Although it had been awhile since we'd formally dusted, the house really looked fine to me. After all, we don't burn wood for heat, and the snow and mud haven't given the road a chance to kick up plumes of dust. Never mind. We had company tomorrow.
Maybe it's because we always keep the dishes washed and the rooms picked up and tidy; or perhaps I don't notice the grime my mom sees because the place doesn't belong to me. Still, I think it's more than that. In the absence of grandkids, our house is a never mess, because Mom doesn't give it the chance to get truly dirty. But for company, of course, we'd make it perfect.
I expected to fly through Friday's dusting and be on to the next task; but today, of course, I had to be extra thorough. The first rag collected more filth than I'd expected to find in all the house! The crevices in the wooden furniture had actually accumulated thick layers. The feather duster hadn't gotten up close underneath the candles and other knickknacks. The lampshades had a thin film I'd never noticed before I started cleaning.
Most shocking of all were the corners. Behind the draping leaves of a viney houseplant I found cobwebs, dog hair, dead ladybugs, and wads of dust caked onto the legs of the plant stand. How could such grime be hidden in our cleanly dining room? Why had I never even partially noticed it? The ordinary film on the horizontal surfaces I'd seen and intended to whisk away—but this was no typical accumulation of dust. This was filth.
Hidden grime, obscured behind the beautiful, trailing leaves of a plant I've often admired. Even the best of housekeepers could miss it—till the leaves were drawn aside. It probably would have stayed hidden longer, if it hadn't been for the company, because no one would have investigated behind those lovely leaves.
It felt like an insult, finding that hidden grime in our clean house. Insult? Hmm...maybe a rebuke. Not that we'd put the plant there to hide the filthy corner; we'd simply forgotten to clean the corner because the plant had it covered so well. Neglect, all the same.
This time, I lingered in that corner, carefully cleaning away the grime. I didn't mind the work, because it inspired deeper thoughts. How many corners hide filth in my mind, my character, my soul? Behind the traits that others admire, what grime have I stashed away? Bitterness, resentment, egotism, jealousy, lust, pride, distrust, unbelief? Do I even know myself what's there—or have I been satisfied with my good housekeeping?
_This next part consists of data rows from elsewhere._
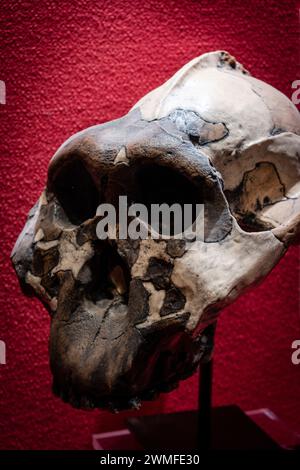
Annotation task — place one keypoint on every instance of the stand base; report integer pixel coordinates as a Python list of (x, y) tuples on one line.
[(231, 428)]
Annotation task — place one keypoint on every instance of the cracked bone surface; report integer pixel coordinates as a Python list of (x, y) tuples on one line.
[(130, 318)]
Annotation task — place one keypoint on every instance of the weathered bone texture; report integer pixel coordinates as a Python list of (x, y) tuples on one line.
[(129, 319)]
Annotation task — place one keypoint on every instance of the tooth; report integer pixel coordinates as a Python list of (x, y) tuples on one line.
[(118, 279)]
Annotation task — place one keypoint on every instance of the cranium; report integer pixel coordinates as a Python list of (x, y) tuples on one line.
[(130, 318)]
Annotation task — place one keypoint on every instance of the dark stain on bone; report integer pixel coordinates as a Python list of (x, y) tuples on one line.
[(138, 306), (50, 282), (173, 302), (159, 272), (259, 188), (49, 213), (44, 260), (199, 130), (176, 248)]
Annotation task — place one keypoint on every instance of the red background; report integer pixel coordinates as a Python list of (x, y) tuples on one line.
[(69, 66)]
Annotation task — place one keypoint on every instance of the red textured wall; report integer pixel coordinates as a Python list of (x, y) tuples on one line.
[(67, 66)]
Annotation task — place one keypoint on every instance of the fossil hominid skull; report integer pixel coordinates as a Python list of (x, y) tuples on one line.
[(132, 317)]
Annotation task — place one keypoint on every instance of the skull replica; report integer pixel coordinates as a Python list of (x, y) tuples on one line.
[(130, 318)]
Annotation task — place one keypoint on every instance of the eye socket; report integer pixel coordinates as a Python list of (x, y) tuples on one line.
[(76, 191), (159, 184)]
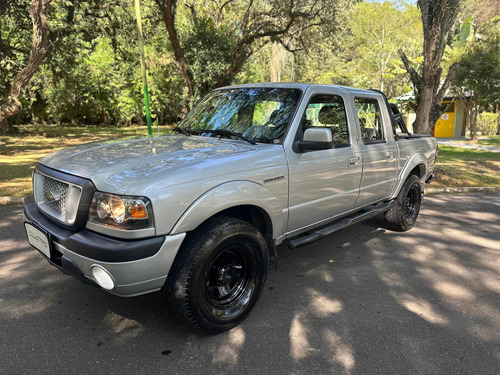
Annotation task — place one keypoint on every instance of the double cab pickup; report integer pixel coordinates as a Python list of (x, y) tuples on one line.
[(200, 212)]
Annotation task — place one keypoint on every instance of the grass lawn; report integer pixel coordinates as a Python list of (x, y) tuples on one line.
[(492, 140), (460, 167), (19, 153), (456, 167)]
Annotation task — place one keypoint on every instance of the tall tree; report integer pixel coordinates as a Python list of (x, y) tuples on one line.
[(438, 21), (477, 81), (375, 41), (38, 14), (247, 25)]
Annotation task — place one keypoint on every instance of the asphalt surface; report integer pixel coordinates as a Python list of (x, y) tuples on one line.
[(363, 301)]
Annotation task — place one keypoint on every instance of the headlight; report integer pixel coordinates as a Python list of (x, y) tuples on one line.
[(122, 212)]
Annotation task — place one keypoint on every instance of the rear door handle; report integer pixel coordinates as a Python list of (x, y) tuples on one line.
[(354, 161)]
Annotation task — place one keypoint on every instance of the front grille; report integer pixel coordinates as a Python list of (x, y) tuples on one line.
[(57, 198), (60, 189)]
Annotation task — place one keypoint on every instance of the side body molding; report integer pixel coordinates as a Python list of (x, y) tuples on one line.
[(416, 159), (228, 195)]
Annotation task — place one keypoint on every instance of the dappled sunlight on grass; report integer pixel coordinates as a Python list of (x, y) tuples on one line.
[(19, 153), (460, 167)]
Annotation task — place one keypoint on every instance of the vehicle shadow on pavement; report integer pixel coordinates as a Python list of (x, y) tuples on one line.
[(365, 300)]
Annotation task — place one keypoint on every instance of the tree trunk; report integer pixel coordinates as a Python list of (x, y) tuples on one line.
[(12, 106), (169, 11), (438, 18)]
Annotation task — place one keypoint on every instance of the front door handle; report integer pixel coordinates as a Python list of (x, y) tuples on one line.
[(354, 161)]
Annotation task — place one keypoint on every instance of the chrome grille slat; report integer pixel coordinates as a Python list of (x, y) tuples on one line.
[(49, 184), (57, 198)]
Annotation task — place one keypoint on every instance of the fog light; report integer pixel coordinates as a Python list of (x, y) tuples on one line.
[(102, 277)]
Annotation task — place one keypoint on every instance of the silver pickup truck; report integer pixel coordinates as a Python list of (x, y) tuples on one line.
[(200, 213)]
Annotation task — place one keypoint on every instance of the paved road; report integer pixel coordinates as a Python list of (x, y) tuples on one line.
[(365, 301)]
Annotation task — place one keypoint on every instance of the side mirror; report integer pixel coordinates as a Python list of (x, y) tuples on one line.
[(316, 139)]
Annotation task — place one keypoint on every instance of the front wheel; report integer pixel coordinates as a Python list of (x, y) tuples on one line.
[(404, 213), (218, 275)]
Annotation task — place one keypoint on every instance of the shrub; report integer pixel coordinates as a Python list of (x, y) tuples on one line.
[(488, 123)]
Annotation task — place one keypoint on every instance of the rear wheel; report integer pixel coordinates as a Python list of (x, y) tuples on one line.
[(404, 213), (218, 275)]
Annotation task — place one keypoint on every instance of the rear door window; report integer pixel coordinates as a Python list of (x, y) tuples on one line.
[(370, 120)]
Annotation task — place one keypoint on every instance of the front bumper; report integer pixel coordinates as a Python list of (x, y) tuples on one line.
[(136, 266)]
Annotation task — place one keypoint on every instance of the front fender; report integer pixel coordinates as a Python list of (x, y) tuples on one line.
[(228, 195), (416, 160)]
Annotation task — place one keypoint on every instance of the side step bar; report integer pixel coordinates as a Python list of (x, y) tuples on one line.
[(366, 213)]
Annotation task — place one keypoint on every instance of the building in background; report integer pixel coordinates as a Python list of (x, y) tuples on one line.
[(451, 124)]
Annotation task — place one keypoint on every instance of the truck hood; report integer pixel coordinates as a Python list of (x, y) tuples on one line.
[(116, 165)]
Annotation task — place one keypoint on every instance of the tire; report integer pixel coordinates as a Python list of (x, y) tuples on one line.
[(218, 275), (402, 216)]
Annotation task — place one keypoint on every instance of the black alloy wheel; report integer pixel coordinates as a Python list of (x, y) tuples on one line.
[(218, 275), (403, 215)]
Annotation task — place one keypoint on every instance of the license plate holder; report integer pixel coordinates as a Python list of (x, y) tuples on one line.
[(39, 239)]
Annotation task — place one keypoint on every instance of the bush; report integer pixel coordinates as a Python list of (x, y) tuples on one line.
[(488, 123)]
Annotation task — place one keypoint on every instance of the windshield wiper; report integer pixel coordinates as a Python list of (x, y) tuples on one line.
[(181, 130), (227, 133)]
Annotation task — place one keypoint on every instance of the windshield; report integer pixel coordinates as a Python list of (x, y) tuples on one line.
[(260, 114)]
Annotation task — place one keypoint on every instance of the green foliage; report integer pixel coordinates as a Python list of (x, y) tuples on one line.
[(479, 69), (91, 74), (488, 123), (209, 51)]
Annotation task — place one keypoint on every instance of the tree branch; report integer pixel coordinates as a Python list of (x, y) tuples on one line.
[(415, 78), (38, 12)]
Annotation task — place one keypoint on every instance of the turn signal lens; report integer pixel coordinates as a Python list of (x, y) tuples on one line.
[(121, 211), (117, 209)]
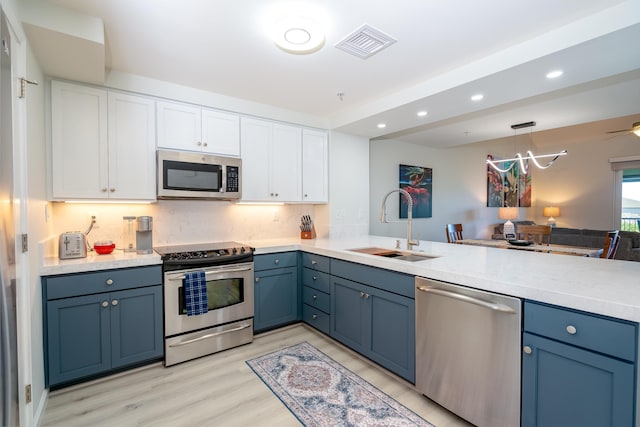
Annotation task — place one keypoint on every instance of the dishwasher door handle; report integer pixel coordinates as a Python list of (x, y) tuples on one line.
[(486, 304)]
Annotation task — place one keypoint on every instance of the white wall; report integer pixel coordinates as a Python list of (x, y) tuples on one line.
[(581, 184), (348, 185)]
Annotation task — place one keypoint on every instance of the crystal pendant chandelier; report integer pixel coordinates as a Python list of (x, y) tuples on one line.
[(523, 160)]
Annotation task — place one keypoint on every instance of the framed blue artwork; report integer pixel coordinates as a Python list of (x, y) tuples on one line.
[(418, 182)]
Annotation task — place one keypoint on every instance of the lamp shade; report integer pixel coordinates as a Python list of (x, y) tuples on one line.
[(551, 211), (508, 213)]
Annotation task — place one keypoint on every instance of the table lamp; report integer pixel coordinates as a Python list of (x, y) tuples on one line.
[(551, 212), (509, 229)]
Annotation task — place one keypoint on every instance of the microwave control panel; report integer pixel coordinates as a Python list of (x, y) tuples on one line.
[(232, 179)]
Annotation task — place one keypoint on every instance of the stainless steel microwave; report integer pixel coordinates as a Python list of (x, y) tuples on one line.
[(189, 175)]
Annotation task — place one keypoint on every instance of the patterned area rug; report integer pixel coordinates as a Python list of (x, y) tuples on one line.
[(321, 392)]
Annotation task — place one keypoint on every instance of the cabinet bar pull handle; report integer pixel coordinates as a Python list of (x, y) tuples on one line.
[(486, 304)]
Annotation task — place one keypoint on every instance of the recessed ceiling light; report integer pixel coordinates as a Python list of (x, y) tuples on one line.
[(554, 74), (298, 35)]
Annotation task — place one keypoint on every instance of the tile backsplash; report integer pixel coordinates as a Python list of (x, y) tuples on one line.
[(181, 221)]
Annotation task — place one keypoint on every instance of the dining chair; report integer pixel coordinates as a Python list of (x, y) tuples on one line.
[(538, 234), (611, 244), (454, 233)]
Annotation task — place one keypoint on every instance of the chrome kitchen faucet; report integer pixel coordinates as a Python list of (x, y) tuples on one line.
[(383, 217)]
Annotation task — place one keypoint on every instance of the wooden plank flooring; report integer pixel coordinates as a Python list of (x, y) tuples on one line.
[(217, 390)]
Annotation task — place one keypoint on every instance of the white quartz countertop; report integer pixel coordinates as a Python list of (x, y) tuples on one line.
[(602, 286), (93, 262)]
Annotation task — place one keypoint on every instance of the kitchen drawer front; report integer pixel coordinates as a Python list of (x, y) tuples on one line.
[(72, 285), (277, 260), (316, 279), (316, 318), (317, 299), (398, 283), (316, 262), (602, 334)]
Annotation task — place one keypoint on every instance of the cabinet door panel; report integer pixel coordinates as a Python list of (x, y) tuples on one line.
[(285, 163), (78, 333), (255, 148), (276, 297), (78, 142), (132, 138), (315, 167), (136, 325), (220, 133), (393, 332), (564, 385), (349, 314), (179, 126)]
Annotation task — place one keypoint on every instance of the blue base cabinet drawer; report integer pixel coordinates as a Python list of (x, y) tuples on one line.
[(316, 299), (316, 279), (316, 318), (316, 262), (608, 336)]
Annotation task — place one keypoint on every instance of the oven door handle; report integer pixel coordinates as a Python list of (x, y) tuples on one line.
[(207, 273), (205, 337)]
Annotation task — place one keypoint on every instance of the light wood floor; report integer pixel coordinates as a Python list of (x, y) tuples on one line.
[(217, 390)]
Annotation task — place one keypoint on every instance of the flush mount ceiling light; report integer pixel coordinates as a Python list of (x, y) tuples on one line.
[(554, 74), (298, 35), (523, 161)]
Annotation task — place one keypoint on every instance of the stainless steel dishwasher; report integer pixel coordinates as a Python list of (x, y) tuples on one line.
[(468, 352)]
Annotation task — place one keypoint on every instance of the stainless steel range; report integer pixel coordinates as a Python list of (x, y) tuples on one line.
[(228, 321)]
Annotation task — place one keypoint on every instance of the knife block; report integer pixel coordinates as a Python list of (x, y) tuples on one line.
[(309, 234)]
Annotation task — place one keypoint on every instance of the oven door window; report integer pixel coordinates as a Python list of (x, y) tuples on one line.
[(191, 176), (220, 293)]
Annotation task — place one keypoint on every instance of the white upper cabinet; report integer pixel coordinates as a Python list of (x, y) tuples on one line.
[(132, 149), (187, 127), (315, 167), (102, 144), (271, 161), (79, 151)]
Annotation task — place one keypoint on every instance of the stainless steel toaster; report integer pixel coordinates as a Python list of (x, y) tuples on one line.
[(72, 244)]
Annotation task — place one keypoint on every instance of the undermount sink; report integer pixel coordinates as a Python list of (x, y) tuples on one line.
[(395, 254)]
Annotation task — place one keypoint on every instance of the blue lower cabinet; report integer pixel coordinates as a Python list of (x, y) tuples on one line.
[(276, 298), (578, 368), (567, 386), (92, 335), (378, 324)]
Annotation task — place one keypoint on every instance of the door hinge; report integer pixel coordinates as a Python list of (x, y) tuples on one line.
[(23, 84)]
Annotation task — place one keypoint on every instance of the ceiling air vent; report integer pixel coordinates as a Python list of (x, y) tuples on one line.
[(365, 41)]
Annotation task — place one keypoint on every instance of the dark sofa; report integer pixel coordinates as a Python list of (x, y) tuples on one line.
[(628, 248)]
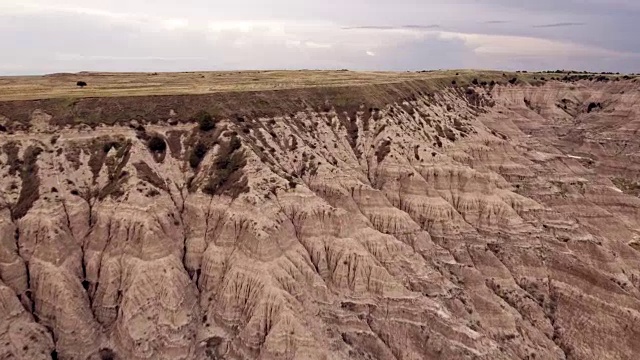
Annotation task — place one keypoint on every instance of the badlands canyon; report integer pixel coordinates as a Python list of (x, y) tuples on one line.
[(477, 215)]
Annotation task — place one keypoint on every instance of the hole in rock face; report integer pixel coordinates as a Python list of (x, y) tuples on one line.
[(107, 354)]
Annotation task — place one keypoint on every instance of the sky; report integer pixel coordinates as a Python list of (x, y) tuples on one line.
[(49, 36)]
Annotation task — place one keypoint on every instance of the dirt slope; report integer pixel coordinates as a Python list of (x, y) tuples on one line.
[(440, 223)]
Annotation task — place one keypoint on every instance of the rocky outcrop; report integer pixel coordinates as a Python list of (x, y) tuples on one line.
[(499, 222)]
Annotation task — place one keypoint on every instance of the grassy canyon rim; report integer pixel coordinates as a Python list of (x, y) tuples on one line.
[(107, 84)]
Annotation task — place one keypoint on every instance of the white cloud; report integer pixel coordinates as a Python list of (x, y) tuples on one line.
[(502, 45), (45, 35)]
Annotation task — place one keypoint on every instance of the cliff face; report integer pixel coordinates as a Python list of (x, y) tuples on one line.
[(491, 223)]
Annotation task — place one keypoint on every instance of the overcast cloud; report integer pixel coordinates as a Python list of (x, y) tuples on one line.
[(46, 36)]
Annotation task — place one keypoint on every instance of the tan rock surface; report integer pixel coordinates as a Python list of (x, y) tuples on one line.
[(503, 225)]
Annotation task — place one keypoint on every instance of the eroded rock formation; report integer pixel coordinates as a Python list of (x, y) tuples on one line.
[(503, 225)]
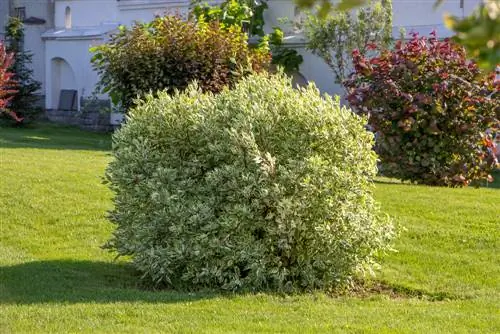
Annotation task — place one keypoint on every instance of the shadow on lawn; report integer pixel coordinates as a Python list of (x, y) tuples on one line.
[(67, 281), (53, 136)]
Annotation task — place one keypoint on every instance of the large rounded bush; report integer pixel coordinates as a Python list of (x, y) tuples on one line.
[(260, 187)]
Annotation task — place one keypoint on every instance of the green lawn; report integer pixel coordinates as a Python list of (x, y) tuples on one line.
[(54, 278)]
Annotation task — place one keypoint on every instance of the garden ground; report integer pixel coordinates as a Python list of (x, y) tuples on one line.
[(54, 277)]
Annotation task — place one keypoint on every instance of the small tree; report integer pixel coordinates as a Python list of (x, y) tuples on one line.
[(261, 187), (335, 37), (430, 109), (24, 102), (7, 82)]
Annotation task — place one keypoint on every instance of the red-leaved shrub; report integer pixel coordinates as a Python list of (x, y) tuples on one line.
[(430, 109), (7, 83)]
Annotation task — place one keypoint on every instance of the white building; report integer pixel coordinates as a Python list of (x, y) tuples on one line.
[(61, 32)]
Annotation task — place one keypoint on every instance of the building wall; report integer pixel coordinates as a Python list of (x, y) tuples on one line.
[(85, 13), (412, 14), (68, 69), (43, 9)]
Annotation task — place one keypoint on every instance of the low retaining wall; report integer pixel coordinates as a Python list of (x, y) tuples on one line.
[(90, 121)]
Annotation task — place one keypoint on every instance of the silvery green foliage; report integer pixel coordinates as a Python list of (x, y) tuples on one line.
[(261, 187)]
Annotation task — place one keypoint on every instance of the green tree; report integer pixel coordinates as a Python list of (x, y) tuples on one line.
[(7, 83), (478, 33), (24, 102)]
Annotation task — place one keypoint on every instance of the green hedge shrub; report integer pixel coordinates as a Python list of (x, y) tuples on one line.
[(259, 187), (168, 53), (430, 108)]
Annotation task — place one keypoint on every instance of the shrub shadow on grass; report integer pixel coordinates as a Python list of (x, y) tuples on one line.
[(52, 136), (68, 281)]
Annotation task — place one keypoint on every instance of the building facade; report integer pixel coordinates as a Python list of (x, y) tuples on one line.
[(60, 33)]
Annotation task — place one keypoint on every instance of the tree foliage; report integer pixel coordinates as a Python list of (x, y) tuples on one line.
[(8, 86), (255, 188), (478, 33), (430, 109), (25, 100), (168, 53)]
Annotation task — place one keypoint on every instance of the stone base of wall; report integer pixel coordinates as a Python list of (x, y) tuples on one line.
[(89, 121)]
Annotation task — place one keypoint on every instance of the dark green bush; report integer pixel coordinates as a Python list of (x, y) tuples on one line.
[(168, 53), (259, 187)]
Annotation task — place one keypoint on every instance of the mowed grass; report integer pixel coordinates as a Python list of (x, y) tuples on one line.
[(55, 278)]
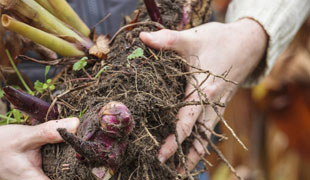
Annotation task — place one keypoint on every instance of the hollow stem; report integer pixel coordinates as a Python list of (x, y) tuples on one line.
[(63, 11), (153, 10), (31, 105), (50, 41), (44, 19)]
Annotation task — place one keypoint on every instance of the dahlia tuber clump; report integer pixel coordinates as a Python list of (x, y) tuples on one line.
[(102, 138)]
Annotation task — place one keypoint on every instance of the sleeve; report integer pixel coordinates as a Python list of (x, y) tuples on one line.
[(281, 20)]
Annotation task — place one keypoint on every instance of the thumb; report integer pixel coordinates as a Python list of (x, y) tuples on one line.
[(165, 39), (47, 132)]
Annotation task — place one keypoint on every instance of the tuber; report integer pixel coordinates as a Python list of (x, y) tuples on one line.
[(102, 138)]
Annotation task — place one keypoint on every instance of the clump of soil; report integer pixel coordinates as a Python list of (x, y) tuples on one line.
[(152, 87)]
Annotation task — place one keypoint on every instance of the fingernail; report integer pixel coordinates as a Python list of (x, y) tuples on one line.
[(71, 124), (149, 36)]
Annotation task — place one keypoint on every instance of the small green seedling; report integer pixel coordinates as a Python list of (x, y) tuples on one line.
[(12, 117), (42, 87), (136, 54), (80, 64)]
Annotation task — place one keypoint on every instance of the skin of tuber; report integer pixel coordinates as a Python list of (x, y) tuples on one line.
[(102, 137), (32, 106)]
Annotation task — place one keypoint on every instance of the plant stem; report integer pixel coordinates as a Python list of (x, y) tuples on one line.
[(153, 10), (50, 41), (18, 73), (44, 19), (63, 11), (6, 119)]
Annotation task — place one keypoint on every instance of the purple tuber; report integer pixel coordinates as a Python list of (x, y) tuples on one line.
[(102, 138), (30, 105), (153, 11)]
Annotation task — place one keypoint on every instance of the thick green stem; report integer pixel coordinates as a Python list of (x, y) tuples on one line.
[(63, 11), (50, 41), (18, 73), (44, 19)]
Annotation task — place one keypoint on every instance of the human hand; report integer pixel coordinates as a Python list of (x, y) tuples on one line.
[(216, 47), (20, 156)]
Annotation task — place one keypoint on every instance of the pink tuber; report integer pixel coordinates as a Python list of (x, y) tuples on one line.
[(153, 11), (102, 138)]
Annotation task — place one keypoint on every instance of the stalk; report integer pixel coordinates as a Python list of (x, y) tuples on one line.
[(43, 19), (31, 105), (50, 41), (153, 10), (63, 11)]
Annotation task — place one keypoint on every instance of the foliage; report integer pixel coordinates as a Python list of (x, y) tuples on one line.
[(48, 85), (101, 71), (136, 54)]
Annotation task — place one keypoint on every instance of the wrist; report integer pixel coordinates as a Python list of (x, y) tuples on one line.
[(252, 41)]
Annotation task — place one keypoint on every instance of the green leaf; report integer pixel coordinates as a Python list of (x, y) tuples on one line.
[(82, 113), (101, 71), (45, 86), (47, 69), (1, 93), (38, 86), (136, 54), (80, 64)]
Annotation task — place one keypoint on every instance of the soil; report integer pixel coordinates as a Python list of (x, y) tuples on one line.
[(152, 87)]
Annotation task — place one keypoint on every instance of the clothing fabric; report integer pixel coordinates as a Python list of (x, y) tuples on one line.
[(281, 20)]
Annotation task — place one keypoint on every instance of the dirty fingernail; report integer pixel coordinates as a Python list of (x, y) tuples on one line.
[(71, 124)]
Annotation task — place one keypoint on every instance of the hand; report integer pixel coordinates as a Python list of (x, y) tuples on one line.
[(20, 145), (216, 47)]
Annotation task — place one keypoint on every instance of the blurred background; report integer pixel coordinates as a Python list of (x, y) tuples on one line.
[(273, 118)]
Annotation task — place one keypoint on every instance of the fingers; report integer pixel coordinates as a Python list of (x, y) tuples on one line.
[(47, 132), (179, 41), (199, 149), (187, 118), (196, 152)]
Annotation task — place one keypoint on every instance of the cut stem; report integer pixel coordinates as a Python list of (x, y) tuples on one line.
[(18, 73), (153, 11), (44, 19), (31, 105), (63, 11), (50, 41)]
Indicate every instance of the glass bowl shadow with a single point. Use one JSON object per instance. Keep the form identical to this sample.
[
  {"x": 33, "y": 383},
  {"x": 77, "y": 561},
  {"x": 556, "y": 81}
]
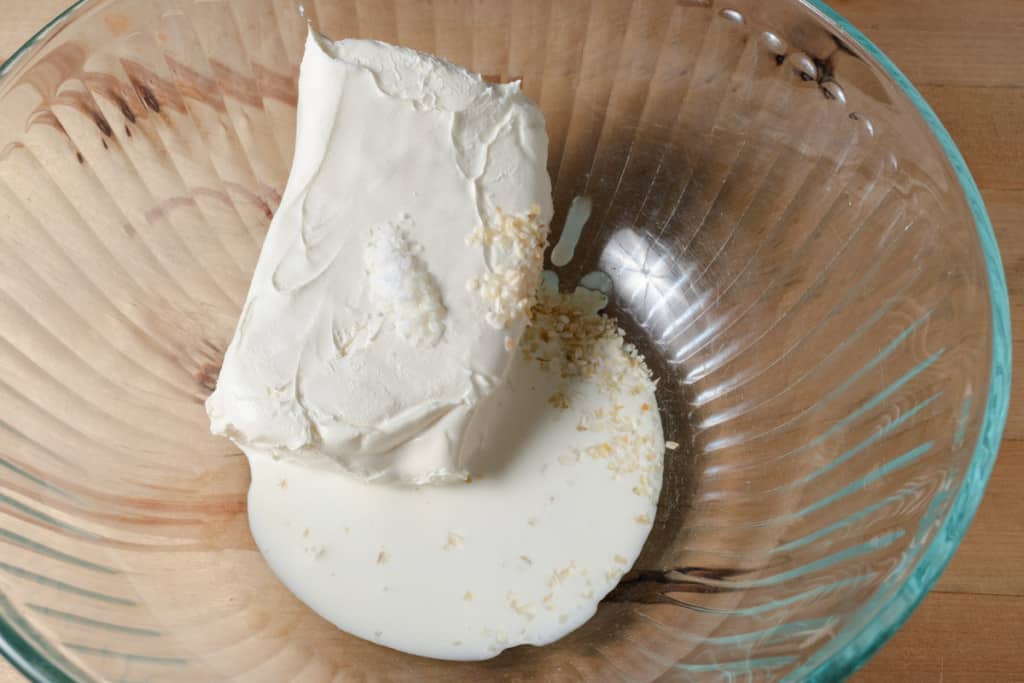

It takes extra investigation to find dust in the soul I've always tried to keep tidy. It's not intuitive to peek behind my strong points and check for ghastly faults and sin-inflicted wounds. Still, it's worth the probing. After all, a prestigious Visitor wants to be my guest. "Behold, I stand at the door and knock. If anyone hears My voice, and open the door, I will come in to him and dine with him, and he with Me" (Revelation 3:20).
Then again, I need His help to find and eliminate my hidden grime. I think I'll just let Him in "as is," and we can work on those corners together.